Starting date and weight: October 2015 at 218 pounds
Goal date and weight: June 2017 at 160 pounds
Total loss: 58 pounds
Let me start by saying that I’ve been at my current weight twice. The first time in 2006 and second time in 2013. I used to believe that I didn’t have a problem losing weight. Instead, I felt that I had a problem keeping it off. So, I would continually do the same thing to lose and try different things to maintain the weight loss. I would be miserable while losing. Essentially, I rid myself of my social life out of fear that I would overeat or “cheat”. I totally cut out all of my favorite foods, and ate foods that I didn’t like because of the supposed health benefits. I also worked out incessantly. Some days I would cry myself to sleep. Of course, after all of this, the weight would fall off slowly but eventually come back because I would simply get tired of being miserable.
This time, when I decided to lose weight, I vowed to myself that I would change a few things.
- There will be no deprivation. Instead, I would learn how to balance.
- If I’m not going to give something up for a lifetime, then I’m not giving it up temporarily just to lose weight.
- Speed of weight loss is unimportant.
- I’d focus on my victories off the scale, no matter how small they may seem.
- I’d treat the journey as if I was already at my goal rather than waiting until I got there to teach myself all new habits.
- I’d realize that when I stumble, it doesn’t make me a failure… it makes me human.
- I’d work primarily on strengthening my mind and secondarily on decreasing my waistline.
Now, I can honestly say that this is the first time I’ve truly enjoyed my journey. No tears of unhappiness, disappointment, or frustration have been shed. I am proud to say that I reached my goal in June and have successfully – and happily – kept the weight off.
I started this journey by joining a gym in October 2015 with a target of working out at least 3 times a week. I also tracked my food intake using My Fitness Pal. I lost 11 pounds on my own before deciding to rejoin Weight Watchers in May 2016. Essentially, I rejoined to support a friend who wanted to join and was curious about the program. I reached Weight Watchers’ Lifetime status in June 2017. That means I don’t have to pay for the meetings and eTools as long as I do not go 2 lbs or more over my goal weight. Lifetime status continues to be a source of motivation.
For workouts, I try to exercise 3-4 times a week, doing either HIIT cardio or strength training. Honestly, I haven’t been very regimented in that regard. These days, however, I am in the midst of a 12 week free program from Bodybuilding.com to work more on my tightening and toning.
Biggest Lesson Learned: It’s funny how it just clicked into my head one day that I needn’t be perfect all the time in order to get the results I seek. Consistency is essential for long-lasting results, not perfection. I’ve had days where I ate more than my food intake goals. I’ve had full weeks where I didn’t track my intake at all. I’ve had weekly weigh-ins where I’ve gained. I’ve had weeks where I didn’t work out at all. I’ve given into temptations. I’ve made plans to be on track while on a vacation or at an event… and then didn’t.

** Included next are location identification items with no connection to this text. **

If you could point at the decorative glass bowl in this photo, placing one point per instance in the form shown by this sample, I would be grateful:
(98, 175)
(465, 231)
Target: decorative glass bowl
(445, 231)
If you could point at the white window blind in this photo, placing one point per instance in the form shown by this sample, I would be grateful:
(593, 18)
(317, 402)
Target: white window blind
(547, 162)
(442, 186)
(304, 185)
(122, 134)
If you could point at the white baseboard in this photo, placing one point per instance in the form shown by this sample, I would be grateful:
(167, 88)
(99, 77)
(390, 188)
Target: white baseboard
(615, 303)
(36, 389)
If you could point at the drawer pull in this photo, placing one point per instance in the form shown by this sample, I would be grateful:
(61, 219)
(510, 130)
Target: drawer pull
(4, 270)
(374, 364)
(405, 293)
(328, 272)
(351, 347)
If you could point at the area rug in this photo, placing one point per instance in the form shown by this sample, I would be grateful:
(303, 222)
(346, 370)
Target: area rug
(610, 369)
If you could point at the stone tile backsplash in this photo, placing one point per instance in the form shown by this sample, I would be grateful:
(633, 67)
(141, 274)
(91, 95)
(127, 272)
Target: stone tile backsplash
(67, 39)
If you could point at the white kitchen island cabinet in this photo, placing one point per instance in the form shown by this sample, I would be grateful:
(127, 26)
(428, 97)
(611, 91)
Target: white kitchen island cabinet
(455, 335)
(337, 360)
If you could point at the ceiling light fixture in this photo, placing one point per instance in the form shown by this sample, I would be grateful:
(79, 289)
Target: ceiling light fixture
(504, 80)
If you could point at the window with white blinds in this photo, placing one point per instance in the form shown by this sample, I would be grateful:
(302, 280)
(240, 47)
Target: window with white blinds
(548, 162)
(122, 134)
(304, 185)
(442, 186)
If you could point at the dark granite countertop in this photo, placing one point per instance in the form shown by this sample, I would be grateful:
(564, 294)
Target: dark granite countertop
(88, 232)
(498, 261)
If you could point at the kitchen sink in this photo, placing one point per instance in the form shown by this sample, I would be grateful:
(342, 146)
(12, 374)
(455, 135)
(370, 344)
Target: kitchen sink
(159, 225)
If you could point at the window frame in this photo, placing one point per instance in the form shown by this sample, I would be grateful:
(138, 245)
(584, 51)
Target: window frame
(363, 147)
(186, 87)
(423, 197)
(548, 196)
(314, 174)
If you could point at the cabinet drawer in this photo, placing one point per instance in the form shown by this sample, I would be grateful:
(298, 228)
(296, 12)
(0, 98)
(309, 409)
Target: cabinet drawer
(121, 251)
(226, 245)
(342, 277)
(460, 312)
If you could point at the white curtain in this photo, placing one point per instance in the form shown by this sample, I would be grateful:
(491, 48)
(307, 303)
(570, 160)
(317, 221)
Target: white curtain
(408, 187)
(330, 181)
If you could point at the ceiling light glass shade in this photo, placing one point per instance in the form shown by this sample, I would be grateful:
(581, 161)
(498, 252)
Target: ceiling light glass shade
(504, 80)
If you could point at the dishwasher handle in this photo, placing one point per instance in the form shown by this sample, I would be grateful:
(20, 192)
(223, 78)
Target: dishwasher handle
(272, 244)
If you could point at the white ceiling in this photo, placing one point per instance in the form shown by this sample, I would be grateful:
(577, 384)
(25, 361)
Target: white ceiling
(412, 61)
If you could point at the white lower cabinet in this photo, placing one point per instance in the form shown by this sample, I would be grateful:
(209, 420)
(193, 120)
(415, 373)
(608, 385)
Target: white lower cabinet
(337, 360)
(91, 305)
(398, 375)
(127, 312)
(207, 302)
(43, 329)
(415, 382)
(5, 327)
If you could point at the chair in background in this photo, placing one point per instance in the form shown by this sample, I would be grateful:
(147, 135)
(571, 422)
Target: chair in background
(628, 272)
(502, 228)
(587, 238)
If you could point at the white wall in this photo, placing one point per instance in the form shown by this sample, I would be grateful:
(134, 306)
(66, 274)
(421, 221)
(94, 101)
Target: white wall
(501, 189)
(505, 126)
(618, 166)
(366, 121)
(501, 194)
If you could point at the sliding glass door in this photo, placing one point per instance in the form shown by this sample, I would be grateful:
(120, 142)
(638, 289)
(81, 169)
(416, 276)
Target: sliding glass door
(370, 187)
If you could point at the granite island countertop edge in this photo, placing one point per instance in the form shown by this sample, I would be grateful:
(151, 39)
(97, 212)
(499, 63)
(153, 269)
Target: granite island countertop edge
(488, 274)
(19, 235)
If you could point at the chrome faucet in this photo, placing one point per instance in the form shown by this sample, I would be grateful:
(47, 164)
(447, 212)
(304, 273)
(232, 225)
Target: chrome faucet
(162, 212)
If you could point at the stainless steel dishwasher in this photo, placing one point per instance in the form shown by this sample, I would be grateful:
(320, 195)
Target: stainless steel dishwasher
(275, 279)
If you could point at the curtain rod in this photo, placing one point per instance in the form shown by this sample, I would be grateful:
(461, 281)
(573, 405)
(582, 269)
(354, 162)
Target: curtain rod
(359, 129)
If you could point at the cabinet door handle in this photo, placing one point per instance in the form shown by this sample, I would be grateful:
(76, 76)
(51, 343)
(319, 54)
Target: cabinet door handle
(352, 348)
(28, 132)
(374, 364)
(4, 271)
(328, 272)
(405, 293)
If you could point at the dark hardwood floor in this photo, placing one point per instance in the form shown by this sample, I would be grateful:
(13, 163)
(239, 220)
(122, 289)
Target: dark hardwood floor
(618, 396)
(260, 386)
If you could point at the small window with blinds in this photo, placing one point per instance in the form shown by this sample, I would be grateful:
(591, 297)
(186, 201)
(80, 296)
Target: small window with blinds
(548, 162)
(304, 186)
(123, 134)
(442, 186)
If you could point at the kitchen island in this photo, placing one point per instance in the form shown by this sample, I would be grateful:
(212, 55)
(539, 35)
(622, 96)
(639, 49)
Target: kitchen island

Through all of this, I have never “restarted”. It’s all a part of the same journey, and that same journey will last a lifetime. For me, steering off a perfect path and getting back on track is not considered a restart. There will be ups and downs. I will slip and that’s ok. What separates successful from unsuccessful is what I choose to do after a slip.
Advice for other people who want to lose weight: Negative talk serves absolutely no purpose in the short or long term. Practice getting away from those thoughts. I’ve been there. Looking back, it was no fun and certainly unnecessary. Now don’t get me wrong, from time to time those thoughts creep back in but they don’t stay overnight… not even on the couch! They gots to go! No freeloading!
Be kind to yourself. It really makes a world of a difference in how much you enjoy the journey. Happiness is not a destination, and trying to reach the unreachable expectation of perfection isn’t going to get you there. It will just drive you closer to the brink of insanity. You can experience happiness when you decide that, in this moment, there is no better time to be happy. That means unconditionally accepting yourself in this moment and moving forward, just the way you are – flaws and all.